Furan, a prototypical heteroaromatic cyclic ether, is an important molecule that has garnered attention from a wide range of fields, from food and health research to combustion and atmospheric chemistry. Chirped-pulse Fourier-transform rotational spectroscopy of jet-cooled furan in the W-band across three narrow regions 79.3-79.45 GHz, 88.6-88.8 GHz, and 97.95-98.15 GHz is reported here. A pyrolysis nozzle was used to efficiently populate vibrationally excited states of low-frequency modes. Apart from the v = 0 state, vibrationally excited v = 1 states of modes v₁₁, v₁₄, v₁₀, and v₁₃ were observed.
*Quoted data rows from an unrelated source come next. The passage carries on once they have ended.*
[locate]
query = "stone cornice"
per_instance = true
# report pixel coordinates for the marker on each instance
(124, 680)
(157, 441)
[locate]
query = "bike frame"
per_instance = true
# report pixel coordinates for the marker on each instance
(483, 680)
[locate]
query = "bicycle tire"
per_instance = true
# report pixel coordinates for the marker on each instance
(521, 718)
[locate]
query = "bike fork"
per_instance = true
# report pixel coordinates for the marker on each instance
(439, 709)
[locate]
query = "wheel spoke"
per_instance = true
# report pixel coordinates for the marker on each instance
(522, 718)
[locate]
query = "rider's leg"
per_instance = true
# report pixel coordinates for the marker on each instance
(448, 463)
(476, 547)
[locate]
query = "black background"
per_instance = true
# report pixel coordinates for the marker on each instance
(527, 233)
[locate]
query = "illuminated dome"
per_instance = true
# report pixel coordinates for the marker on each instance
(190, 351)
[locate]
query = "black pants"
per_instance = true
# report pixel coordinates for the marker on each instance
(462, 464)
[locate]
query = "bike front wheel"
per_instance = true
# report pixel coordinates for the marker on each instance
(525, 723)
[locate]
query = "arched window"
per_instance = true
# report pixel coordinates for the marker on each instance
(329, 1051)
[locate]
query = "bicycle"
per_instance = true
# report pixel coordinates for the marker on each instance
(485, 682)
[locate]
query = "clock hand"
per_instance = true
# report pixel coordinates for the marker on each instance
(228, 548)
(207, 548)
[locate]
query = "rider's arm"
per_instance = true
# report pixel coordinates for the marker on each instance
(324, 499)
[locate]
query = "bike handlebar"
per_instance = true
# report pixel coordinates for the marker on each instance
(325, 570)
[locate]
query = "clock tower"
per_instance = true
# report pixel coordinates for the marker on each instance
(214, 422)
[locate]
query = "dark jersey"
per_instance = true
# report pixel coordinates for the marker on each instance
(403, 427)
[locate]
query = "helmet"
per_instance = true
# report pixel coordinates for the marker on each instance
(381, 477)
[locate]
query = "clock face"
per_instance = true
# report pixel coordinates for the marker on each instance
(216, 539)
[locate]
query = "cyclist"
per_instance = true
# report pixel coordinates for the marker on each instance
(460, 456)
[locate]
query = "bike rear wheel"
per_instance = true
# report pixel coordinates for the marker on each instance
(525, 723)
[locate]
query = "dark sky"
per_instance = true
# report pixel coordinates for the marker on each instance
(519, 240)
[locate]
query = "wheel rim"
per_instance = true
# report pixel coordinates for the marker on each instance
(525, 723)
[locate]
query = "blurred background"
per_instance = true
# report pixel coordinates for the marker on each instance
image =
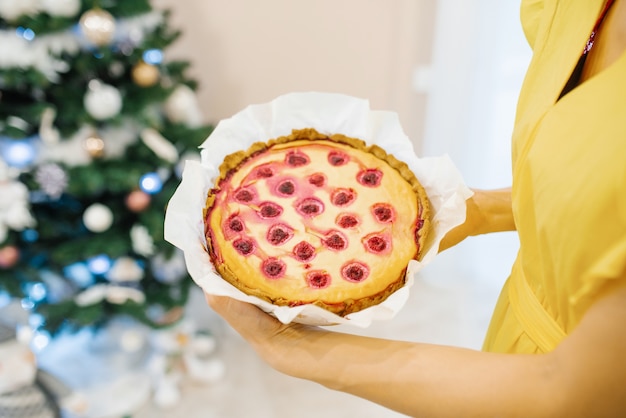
(102, 101)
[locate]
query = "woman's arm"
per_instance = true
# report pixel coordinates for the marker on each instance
(487, 211)
(583, 377)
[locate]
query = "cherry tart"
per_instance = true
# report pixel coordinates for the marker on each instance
(316, 219)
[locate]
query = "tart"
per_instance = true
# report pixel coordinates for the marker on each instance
(316, 219)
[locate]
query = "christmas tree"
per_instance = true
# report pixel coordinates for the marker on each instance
(95, 125)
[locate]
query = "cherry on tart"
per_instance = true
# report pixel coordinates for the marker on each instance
(310, 218)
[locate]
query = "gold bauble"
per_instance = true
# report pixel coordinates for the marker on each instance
(98, 26)
(145, 75)
(94, 145)
(138, 201)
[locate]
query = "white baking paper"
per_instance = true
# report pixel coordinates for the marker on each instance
(328, 113)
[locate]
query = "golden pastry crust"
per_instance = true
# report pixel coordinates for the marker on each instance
(316, 219)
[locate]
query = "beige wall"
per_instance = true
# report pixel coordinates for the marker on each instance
(250, 51)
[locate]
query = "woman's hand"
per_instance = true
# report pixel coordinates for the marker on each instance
(269, 337)
(486, 211)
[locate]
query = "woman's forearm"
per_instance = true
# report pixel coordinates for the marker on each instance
(582, 377)
(486, 211)
(422, 379)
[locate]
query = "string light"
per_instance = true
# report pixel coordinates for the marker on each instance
(17, 153)
(150, 183)
(25, 33)
(153, 56)
(79, 274)
(30, 235)
(99, 264)
(36, 291)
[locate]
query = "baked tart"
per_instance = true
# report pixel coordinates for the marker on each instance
(316, 219)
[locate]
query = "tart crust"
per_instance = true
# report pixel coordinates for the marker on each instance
(401, 240)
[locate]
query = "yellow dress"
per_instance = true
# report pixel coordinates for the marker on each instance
(569, 183)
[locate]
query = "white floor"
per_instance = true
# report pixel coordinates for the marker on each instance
(448, 305)
(445, 307)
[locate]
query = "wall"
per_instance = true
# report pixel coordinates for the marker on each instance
(250, 51)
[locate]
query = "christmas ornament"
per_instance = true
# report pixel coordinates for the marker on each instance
(169, 270)
(98, 218)
(182, 107)
(14, 208)
(94, 145)
(47, 132)
(9, 256)
(138, 201)
(62, 8)
(144, 74)
(98, 26)
(141, 240)
(125, 269)
(102, 101)
(52, 179)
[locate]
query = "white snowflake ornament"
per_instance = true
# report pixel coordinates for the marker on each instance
(102, 101)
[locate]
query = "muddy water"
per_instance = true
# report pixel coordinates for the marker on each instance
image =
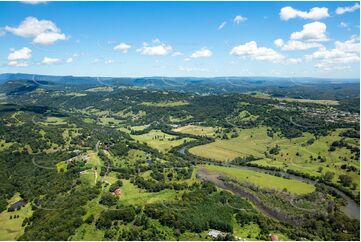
(352, 209)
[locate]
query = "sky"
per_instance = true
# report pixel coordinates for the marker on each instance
(134, 39)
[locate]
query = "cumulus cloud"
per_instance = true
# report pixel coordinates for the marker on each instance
(33, 1)
(312, 32)
(122, 47)
(239, 19)
(343, 25)
(157, 48)
(251, 50)
(43, 32)
(108, 62)
(222, 25)
(18, 64)
(316, 13)
(177, 53)
(202, 53)
(21, 54)
(351, 45)
(279, 43)
(343, 53)
(296, 45)
(50, 61)
(342, 10)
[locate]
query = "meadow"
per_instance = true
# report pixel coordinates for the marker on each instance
(159, 140)
(262, 180)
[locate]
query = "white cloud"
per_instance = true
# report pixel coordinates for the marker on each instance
(42, 31)
(312, 32)
(279, 43)
(239, 19)
(48, 38)
(343, 25)
(95, 60)
(342, 10)
(296, 45)
(33, 1)
(294, 60)
(108, 62)
(343, 53)
(158, 48)
(352, 45)
(18, 64)
(250, 49)
(316, 13)
(177, 53)
(21, 54)
(122, 47)
(202, 53)
(222, 25)
(191, 69)
(50, 61)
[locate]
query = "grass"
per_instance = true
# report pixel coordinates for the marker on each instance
(165, 104)
(288, 99)
(11, 229)
(131, 194)
(4, 145)
(263, 180)
(159, 140)
(249, 142)
(302, 162)
(54, 121)
(196, 130)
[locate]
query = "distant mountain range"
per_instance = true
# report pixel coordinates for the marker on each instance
(19, 83)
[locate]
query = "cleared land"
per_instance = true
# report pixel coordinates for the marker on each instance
(249, 142)
(196, 130)
(263, 180)
(159, 140)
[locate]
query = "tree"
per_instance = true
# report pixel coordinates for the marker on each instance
(345, 180)
(328, 176)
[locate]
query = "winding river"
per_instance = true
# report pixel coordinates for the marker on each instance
(351, 209)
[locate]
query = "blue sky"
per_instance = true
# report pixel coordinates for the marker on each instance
(318, 39)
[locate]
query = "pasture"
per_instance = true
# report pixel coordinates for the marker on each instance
(159, 140)
(262, 180)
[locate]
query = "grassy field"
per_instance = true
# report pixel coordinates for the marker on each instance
(288, 158)
(165, 104)
(11, 229)
(263, 180)
(196, 130)
(133, 195)
(249, 142)
(294, 153)
(159, 140)
(54, 121)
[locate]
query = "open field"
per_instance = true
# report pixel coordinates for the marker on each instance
(196, 130)
(165, 104)
(159, 140)
(249, 142)
(263, 180)
(133, 195)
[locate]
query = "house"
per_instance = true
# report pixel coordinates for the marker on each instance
(214, 233)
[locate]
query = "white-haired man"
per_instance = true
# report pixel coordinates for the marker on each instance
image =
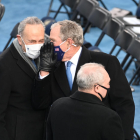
(83, 116)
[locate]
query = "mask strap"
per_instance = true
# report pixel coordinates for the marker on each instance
(22, 40)
(62, 43)
(74, 45)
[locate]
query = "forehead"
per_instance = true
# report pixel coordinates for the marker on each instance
(55, 32)
(34, 30)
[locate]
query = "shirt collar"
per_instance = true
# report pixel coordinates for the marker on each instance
(75, 58)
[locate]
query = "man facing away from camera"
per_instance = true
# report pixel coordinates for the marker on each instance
(83, 116)
(56, 80)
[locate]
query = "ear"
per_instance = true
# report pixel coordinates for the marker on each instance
(97, 88)
(19, 39)
(70, 41)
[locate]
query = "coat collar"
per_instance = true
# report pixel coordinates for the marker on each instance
(86, 97)
(21, 62)
(61, 77)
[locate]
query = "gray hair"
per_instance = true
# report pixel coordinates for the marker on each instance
(89, 75)
(70, 29)
(29, 20)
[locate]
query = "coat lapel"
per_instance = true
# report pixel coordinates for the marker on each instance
(61, 77)
(86, 97)
(22, 63)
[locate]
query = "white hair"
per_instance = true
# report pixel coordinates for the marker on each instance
(70, 29)
(29, 20)
(89, 75)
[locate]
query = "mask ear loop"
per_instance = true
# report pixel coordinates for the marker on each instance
(24, 44)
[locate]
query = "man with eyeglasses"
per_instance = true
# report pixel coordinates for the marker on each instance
(56, 80)
(18, 67)
(83, 116)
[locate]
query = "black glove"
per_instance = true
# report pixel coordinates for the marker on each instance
(47, 57)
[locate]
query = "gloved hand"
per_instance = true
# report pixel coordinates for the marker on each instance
(47, 57)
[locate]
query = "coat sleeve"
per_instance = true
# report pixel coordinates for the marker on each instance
(49, 133)
(120, 97)
(112, 128)
(41, 93)
(5, 88)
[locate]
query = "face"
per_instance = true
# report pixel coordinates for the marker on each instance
(106, 84)
(32, 34)
(55, 38)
Furan is a planar molecule and these observed excited state modes correspond to out-of-plane vibrations. The v = 0 state and the vibrationally excited v₁₁ and v₁₄ were previously recorded and fit by Barnum et al (T. J. Barnum, K. L. K. Lee, B. A. McGuire, ACS Earth Space Chem. 5 (2021), 2986-2994). Rotational transitions in the J"=5 to 9 rotational states were fit for the previously undetected v₁₀ mode and experimental linelists for v = 1 states of modes v₁₀ and v₁₃ are provided, both of which are out-of-plane CH bending modes. Inertial defect was shown to be a useful quantity to extract structural information of vibrational modes of planar asymmetric tops. These rotational fits will assist astronomical searches for furan and its vibrational states.